The feasibility of preparing oxide layer on a monocrystalline silicon (mc-Si) using the plasma electrolytic oxidation (PEO) process was investigated in this study and the influence of adding boric acid to the silicate based electrolyte on the formation and the properties of the oxide layer was evaluated. The morphology, chemical composition and phase structure of the layers were characterized by scanning electron microscopy (SEM), energy dispersive spectroscopy (EDS), Fourier transform infrared spectroscopy (FTIR), grazing incidence X-ray diffractometry (GIXRD) and transmission electron microscopy (TEM) techniques.
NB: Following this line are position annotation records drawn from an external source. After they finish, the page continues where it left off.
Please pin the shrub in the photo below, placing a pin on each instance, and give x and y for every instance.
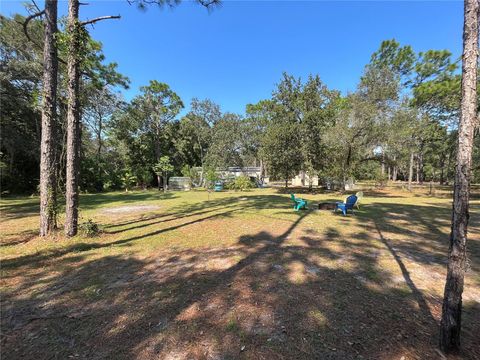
(89, 228)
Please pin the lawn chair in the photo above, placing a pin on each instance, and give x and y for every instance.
(347, 205)
(359, 196)
(298, 203)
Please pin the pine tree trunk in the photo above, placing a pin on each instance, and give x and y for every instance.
(450, 326)
(410, 173)
(73, 120)
(48, 163)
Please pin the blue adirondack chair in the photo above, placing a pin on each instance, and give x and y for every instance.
(298, 203)
(347, 205)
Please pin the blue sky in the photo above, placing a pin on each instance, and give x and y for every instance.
(235, 54)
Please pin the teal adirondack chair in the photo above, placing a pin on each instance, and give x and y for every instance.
(359, 196)
(298, 203)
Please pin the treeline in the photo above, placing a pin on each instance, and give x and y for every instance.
(399, 124)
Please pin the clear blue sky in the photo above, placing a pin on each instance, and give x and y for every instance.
(235, 54)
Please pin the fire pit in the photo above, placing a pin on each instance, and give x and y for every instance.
(327, 206)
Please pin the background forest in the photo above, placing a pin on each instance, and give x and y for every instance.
(399, 124)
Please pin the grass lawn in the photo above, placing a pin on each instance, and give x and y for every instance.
(232, 275)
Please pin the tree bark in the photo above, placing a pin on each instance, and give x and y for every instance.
(73, 119)
(48, 163)
(417, 173)
(450, 326)
(410, 172)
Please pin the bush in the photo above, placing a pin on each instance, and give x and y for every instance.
(241, 183)
(89, 228)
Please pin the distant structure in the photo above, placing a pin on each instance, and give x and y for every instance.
(180, 183)
(303, 179)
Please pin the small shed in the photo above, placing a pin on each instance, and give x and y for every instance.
(180, 183)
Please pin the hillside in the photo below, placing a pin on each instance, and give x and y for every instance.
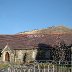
(50, 30)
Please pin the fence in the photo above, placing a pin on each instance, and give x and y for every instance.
(39, 67)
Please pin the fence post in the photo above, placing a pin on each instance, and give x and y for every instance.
(48, 68)
(53, 68)
(38, 68)
(44, 68)
(34, 68)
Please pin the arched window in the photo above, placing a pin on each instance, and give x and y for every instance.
(7, 57)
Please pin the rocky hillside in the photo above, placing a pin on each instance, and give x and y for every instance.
(51, 30)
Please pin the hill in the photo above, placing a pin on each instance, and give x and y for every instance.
(50, 30)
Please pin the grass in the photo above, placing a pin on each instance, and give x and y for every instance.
(3, 65)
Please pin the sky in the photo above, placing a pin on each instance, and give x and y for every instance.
(26, 15)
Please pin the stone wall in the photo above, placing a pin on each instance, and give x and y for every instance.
(25, 55)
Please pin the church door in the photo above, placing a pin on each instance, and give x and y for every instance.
(7, 57)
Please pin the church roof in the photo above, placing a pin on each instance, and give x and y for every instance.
(28, 41)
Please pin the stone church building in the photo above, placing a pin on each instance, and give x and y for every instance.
(30, 47)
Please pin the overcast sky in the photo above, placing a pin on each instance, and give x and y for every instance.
(23, 15)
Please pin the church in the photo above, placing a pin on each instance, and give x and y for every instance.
(30, 47)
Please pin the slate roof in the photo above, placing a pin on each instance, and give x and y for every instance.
(28, 41)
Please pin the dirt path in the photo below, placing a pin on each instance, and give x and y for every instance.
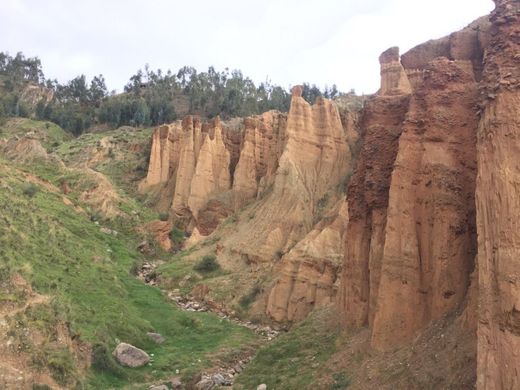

The optical and electrical properties of the grown layers were assessed by ultraviolet–visible spectroscopy (UV–Vis), photoluminescence spectroscopy (PL) and current-voltage measurement methods. The results revealed that an amorphous silicon oxide (SiO2) layer with a crater-like morphology was formed on the mc-Si substrate in the silicate based electrolyte. The addition of boric acid to the electrolyte led to dramatic arcing, stable layer formation conditions, and improved feature quality. The presence of BO33− anions in the electrolyte accelerated the rate of growth, increased the layer surface porosity, and doped the SiO2 structure with boron cations. As a result of these changes, the optical absorbance and photoluminescence emission intensity of the doped oxide layer was enhanced in both ultraviolet and visible regions, as well as the Urbach tail widened, which is declining the band gap energy. In addition, despite the increased surface electrical resistance, the current gain was also increased significantly.